Sprinkled in tissues throughout the body, from just below the surface of the skin to deep redoubts like the liver and bone marrow, adult stem cells are not, critics say, the answer to every ill. “For certain diseases, adult cells appear very promising, for hepatic and cardiac diseases in particular,” says Ronald McKay, a researcher at the National Institutes of Health. “However, if you’re asking for a solution to Parkinson’s disease or diabetes, I would say the cells that offer the best way are fetal and embryonic.” Still, in the unforgiving crucible of clinical studies, where medical potential meets the fickle realities of the human body, adult stem cells are already being tested, while the initial use of embryonic stem cells in humans is perhaps three to five years away.While a number of biotech companies have adult stem cell research programs, Osiris has been especially aggressive about taking the cells into human trials. Since 1999, for example, doctors working with the company have been testing the ability of mesenchymal stem cells derived from bone marrow to help patients with cancer more quickly rebuild their blood and immune systems, which can be damaged by chemotherapy. In these studies, the mesenchymal stem cells were intended to enhance traditional bone marrow or umbilical-cord-blood transplants. “What we can say so far,” says University of Minnesota professor of pediatrics John E. Wagner, who heads one of the studies, “is that we have seen no negative side effects, and we have the impression that it’s faster.”
Recent animal studies emerging from academic labs have underscored the major take-home lesson about adult stem cells in the past year or so: these cells are much more biologically versatile, and capable of adopting many more cellular fates, than anyone previously thought. Last May, pathologist Neil Theise of New York University and stem cell biologist Diane Krause of Yale University and their colleagues published a report in the journal Cell claiming that an adult stem cell from the bone marrow of mice had the capacity to form multiple tissues-blood, lung, liver, stomach, esophagus, intestines and skin. Theise believes these adult stem cells are as flexible as the embryonic kind, and he refers to them as the “ultimate adult stem cell.” And a team led by Freda Miller of McGill University in Montral recently published work showing that adult stem cells plucked out of the skin, an easily accessible site for harvest, can develop into fat, muscle and neural cells.

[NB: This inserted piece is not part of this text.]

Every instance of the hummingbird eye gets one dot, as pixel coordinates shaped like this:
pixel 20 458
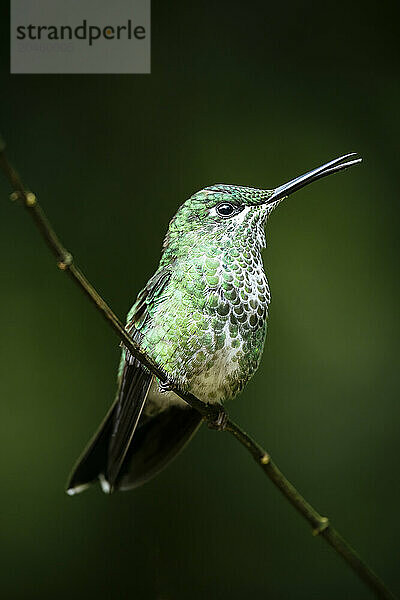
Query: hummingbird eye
pixel 225 209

Another similarly surprising wrinkle in the adult stem cell story has emerged in the last year in research at Stanford University and the National Institutes of Health. The lab of Eva Mezey at the National Institute of Neurological Disorders and Stroke, for example, has shown that, in mice, transplanted bone-marrow-derived stem cells can migrate to the brain and develop into cells with characteristics of neurons and other types of brain cells. It is part of a string of intriguing, but far from definitive, experiments suggesting that the fate of adult stem cells is determined to an enormous degree by the local environment in which they are placed.
Skeptics warn that stem cell experiments in mice don’t automatically translate into human biology. Still, all these studies reinforce the notion that the adult body maintains a reserve of stem cells, certainly in the bone marrow and probably in many other tissues as well-although the supplies seem to dwindle with age. “They seem to be part of a natural repair system, so that when you damage a tissue, they come from the marrow in large numbers,” says Darwin J. Prockop, director of Tulane University’s Center for Gene Therapy in New Orleans, LA. In other words, adult stem cells appear to act as the body’s on-call, 24-hour-a-day microscopic medical dispensary for wound repair.